After easy profits for the industry during a multi-year period when trend rates fell, today Wellpoint let us know nothing can be taken for granted.
When the trend rate is steadily falling a monkey can make money. If an employer sees their claims go up by 9% the year before, it's pretty easy to sell them a 9% rate increase even though actual trend maybe 8%--thereby creating a one point windfall. That had been the case for five years--up until 2007. That's why earnings reports at Wellpoint, and other HMOs, had been full of comments referring to their being able to renew business at levels higher than actual claim costs and to be able to take down even more profits from "favorable development" in prior periods.

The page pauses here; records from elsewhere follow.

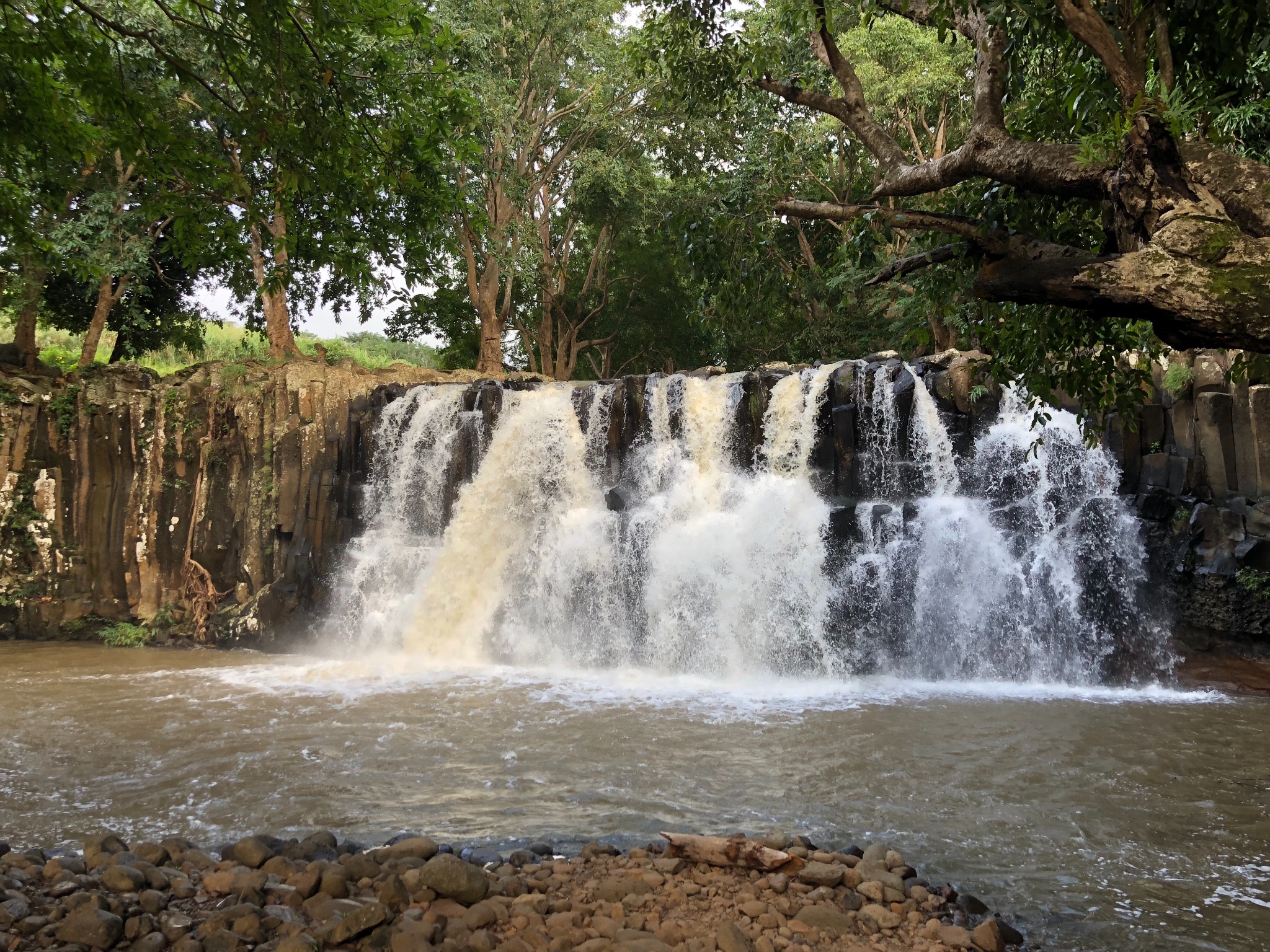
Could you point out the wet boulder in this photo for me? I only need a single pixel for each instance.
(91, 927)
(447, 875)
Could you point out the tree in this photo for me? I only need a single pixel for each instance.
(321, 128)
(1185, 239)
(56, 74)
(548, 83)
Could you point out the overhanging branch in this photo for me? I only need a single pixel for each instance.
(912, 263)
(973, 230)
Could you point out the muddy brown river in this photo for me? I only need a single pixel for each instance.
(1098, 819)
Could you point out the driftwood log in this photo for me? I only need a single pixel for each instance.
(730, 851)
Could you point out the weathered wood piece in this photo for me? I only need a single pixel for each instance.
(730, 851)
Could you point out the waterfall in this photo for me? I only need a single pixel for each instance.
(376, 591)
(1018, 562)
(530, 494)
(933, 443)
(789, 421)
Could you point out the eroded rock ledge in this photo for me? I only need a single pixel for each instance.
(130, 496)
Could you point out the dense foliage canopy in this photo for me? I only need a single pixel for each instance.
(586, 187)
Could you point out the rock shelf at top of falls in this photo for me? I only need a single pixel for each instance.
(414, 895)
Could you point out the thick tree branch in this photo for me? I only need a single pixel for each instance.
(988, 151)
(859, 120)
(912, 263)
(1037, 167)
(1088, 25)
(973, 230)
(831, 106)
(1163, 50)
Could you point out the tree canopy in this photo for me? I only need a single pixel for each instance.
(592, 188)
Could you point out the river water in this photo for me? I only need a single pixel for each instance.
(1098, 818)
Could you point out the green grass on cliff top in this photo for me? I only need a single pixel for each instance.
(233, 343)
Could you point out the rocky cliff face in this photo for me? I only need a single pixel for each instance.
(127, 496)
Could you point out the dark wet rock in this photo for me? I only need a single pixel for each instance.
(358, 923)
(970, 904)
(450, 876)
(150, 942)
(398, 838)
(103, 843)
(153, 853)
(123, 879)
(91, 927)
(360, 866)
(1009, 933)
(251, 851)
(175, 926)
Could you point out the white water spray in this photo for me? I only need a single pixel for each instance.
(931, 443)
(719, 569)
(789, 423)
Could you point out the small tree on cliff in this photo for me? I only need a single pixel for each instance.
(1185, 225)
(546, 79)
(321, 128)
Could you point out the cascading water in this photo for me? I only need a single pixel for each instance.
(409, 506)
(933, 443)
(1024, 565)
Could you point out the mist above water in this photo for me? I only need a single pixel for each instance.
(1013, 562)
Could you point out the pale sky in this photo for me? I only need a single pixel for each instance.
(219, 302)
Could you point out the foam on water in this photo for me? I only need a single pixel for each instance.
(375, 674)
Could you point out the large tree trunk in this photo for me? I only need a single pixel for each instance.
(1189, 243)
(493, 324)
(107, 298)
(24, 330)
(1186, 226)
(273, 301)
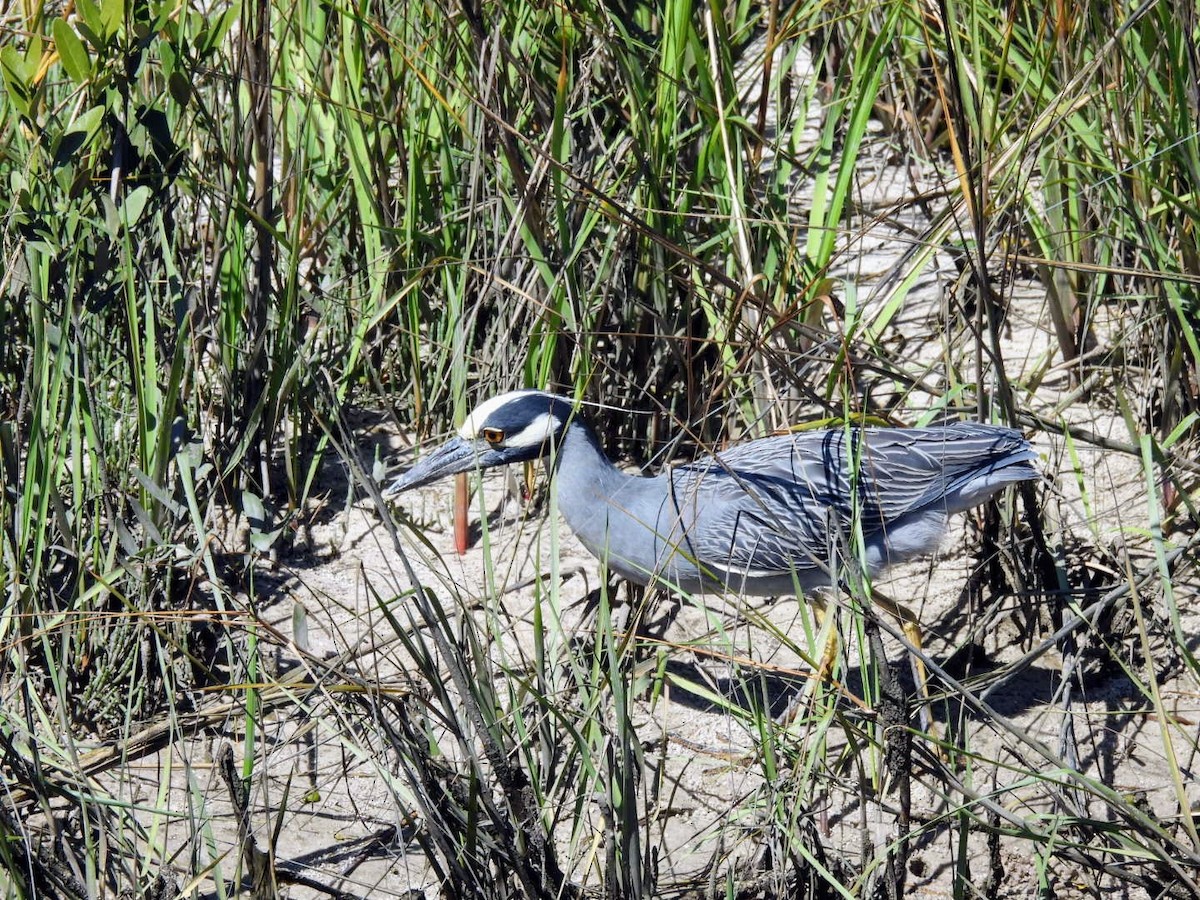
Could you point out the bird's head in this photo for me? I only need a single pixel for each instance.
(517, 426)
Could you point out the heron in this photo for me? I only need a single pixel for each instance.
(771, 516)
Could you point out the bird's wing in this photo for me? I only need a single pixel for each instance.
(774, 504)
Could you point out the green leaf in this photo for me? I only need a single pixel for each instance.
(91, 24)
(71, 52)
(18, 77)
(87, 123)
(113, 15)
(135, 204)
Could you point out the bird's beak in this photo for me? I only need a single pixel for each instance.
(456, 455)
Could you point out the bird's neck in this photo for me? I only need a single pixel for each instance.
(587, 485)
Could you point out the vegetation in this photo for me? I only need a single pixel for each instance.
(228, 232)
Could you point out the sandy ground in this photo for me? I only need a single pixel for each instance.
(343, 811)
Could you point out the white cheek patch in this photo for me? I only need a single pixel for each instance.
(537, 432)
(469, 430)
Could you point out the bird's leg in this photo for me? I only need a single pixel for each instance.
(825, 661)
(911, 629)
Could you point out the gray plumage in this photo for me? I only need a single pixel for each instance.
(762, 517)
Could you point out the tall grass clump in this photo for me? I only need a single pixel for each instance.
(235, 237)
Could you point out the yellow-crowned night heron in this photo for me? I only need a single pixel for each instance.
(763, 517)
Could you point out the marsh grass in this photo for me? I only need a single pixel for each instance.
(228, 228)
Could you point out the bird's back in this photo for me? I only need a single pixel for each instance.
(766, 516)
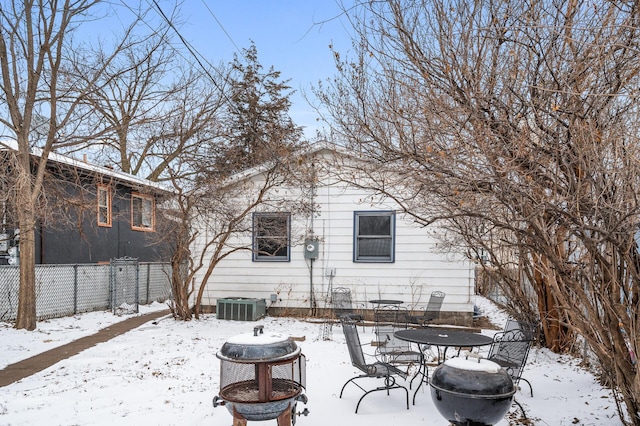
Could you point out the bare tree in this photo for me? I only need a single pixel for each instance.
(249, 129)
(514, 125)
(41, 105)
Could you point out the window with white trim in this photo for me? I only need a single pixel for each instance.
(271, 237)
(142, 212)
(104, 205)
(374, 237)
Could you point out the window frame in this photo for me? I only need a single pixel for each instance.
(104, 189)
(143, 198)
(357, 258)
(260, 257)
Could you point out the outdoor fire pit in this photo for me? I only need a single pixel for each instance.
(262, 377)
(471, 391)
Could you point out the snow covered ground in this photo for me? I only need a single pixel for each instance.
(167, 374)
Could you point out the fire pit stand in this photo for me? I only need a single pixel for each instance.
(262, 377)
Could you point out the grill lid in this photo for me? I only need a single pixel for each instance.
(477, 378)
(258, 347)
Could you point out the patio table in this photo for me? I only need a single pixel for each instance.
(441, 338)
(382, 302)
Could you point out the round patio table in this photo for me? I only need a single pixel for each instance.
(441, 338)
(386, 302)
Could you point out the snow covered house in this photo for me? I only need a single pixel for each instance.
(93, 213)
(348, 240)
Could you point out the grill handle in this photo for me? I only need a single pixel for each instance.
(218, 401)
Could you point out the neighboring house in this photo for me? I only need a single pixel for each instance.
(372, 249)
(92, 214)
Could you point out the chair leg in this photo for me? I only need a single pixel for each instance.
(350, 381)
(529, 383)
(384, 388)
(521, 408)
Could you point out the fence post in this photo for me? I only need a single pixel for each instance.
(148, 281)
(75, 289)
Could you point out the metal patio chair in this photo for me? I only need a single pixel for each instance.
(388, 320)
(510, 349)
(432, 310)
(376, 370)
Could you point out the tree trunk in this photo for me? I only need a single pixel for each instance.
(26, 316)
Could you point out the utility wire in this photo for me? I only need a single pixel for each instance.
(220, 25)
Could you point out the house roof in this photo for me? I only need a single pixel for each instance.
(11, 145)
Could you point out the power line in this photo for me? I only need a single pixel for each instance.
(196, 55)
(221, 26)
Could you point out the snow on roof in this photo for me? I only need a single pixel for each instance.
(8, 144)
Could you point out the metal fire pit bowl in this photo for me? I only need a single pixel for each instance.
(471, 392)
(262, 377)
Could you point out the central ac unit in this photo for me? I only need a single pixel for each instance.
(241, 308)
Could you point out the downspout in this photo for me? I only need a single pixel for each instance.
(312, 196)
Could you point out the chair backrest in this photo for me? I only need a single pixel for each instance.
(510, 350)
(432, 311)
(341, 301)
(353, 343)
(529, 329)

The last year or so, we have hit a sort of health care trend bottom. Trend hasn't been rising but it hasn't been falling either. Unlike the prior years, you actually have to hit your numbers. The result has been medical cost ratios (adjusted for business mix) by all of the companies that have been clustered close together varying by no more than the usual margin for error in pricing.
With a small margin for error, missing your numbers can cause problems--especially when analysts watch every nuance and don't like to be embarrassed when you miss that margin for error as Wellpoint said today it is going to do. The analysts aren't about to tell investors they don't really understand this business and its risks so they end up putting all the blame on management and the punishment is, and will be, harsh.
The analysts were surprised to today.
Anyone who has been in this business for a while was not surprised.
The wheels are not coming off and fixing this type of problem is really pretty easy. Management can clearly see the pricing errors and respond over the next renewal cycle. In 18 months, someone at Wellpoint will be the new darling of Wall Street for turning it around. (The easiest job in this business is inheriting an operation already in the dumpster--the hardest job is keeping it out of one.)
Welcome to the health insurance business at a time when you can't count on windfalls!